Recognising and scaling impact

The award-winning status of WaterSense came with a prize of US$66,100 (about NZ $106,000) and wide media exposure. Budny said the prize gives the project momentum to refine prototypes and seek investment for full production: “The James Dyson Award confirms that environmental innovation has a global voice,” he says. “The prize allows us to refine prototypes, gather more data and move toward production. We are now working with partners and investors to scale WaterSense into a Europe-wide network by 2026.”

Future potential

Although the current focus is on rivers and lakes, Budny sees broader applications: coastal zones, reservoirs and industrial outflows. The sensor roll could be adapted to track metals, microplastics or emerging contaminants and the AI platform could integrate catchment-scale data streams. The ambition is a network that enables water systems to self-monitor and warn stakeholders before pollution becomes a crisis.

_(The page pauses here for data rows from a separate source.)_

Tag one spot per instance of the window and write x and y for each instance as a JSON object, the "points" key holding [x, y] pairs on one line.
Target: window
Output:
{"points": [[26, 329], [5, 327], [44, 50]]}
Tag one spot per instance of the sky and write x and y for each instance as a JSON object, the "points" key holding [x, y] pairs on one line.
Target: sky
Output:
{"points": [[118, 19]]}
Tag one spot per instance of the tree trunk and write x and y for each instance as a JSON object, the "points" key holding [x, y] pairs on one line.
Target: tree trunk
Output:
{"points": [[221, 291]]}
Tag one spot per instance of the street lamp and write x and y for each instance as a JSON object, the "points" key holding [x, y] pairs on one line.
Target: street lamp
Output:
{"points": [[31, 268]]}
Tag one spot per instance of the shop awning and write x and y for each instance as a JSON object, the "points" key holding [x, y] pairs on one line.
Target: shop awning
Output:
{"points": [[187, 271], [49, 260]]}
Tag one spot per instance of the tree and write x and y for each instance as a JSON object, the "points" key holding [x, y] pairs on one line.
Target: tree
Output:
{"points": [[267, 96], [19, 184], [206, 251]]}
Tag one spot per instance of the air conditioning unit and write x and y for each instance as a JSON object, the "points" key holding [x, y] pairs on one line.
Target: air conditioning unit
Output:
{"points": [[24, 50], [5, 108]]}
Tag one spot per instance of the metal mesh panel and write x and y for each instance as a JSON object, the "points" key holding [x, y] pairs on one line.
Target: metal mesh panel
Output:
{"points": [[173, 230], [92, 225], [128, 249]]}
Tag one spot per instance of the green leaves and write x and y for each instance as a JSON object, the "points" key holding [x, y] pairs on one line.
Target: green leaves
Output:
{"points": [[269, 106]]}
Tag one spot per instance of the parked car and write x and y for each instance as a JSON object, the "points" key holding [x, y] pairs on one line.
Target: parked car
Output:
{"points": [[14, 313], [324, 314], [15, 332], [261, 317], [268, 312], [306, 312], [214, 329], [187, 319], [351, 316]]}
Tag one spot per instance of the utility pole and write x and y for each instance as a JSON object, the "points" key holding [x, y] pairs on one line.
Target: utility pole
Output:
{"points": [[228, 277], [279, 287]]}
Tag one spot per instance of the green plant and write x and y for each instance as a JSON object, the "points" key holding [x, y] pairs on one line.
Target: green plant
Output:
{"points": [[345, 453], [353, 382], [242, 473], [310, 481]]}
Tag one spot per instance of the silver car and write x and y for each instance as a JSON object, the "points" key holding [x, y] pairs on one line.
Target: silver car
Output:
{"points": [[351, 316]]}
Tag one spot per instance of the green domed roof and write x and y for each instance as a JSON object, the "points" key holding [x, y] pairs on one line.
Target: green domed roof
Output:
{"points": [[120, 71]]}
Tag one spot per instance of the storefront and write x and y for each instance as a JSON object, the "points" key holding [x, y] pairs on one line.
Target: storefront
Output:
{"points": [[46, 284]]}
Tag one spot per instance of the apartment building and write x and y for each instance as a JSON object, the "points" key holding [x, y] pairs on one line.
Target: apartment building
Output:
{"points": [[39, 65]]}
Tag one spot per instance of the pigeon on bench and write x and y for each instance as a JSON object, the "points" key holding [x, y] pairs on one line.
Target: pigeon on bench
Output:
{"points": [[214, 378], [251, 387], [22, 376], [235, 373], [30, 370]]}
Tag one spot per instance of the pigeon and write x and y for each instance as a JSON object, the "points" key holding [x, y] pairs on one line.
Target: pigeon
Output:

For New Zealand’s engineering community, WaterSense illustrates how low-cost materials, self-powering designs and smart data can converge to solve real-world ecological challenges. Developing this kind of technology in a national context means operability across diverse terrains, integration with regional council monitoring systems and alignment with mātauranga Māori perspectives on wai. Given the scale of the freshwater challenge, systems that deliver continuous, high-resolution data could become infrastructure as important as pipes and pumps.

Budny concludes: “Clean water is essential to life, but we cannot protect what we cannot measure. WaterSense is about giving every river a voice.”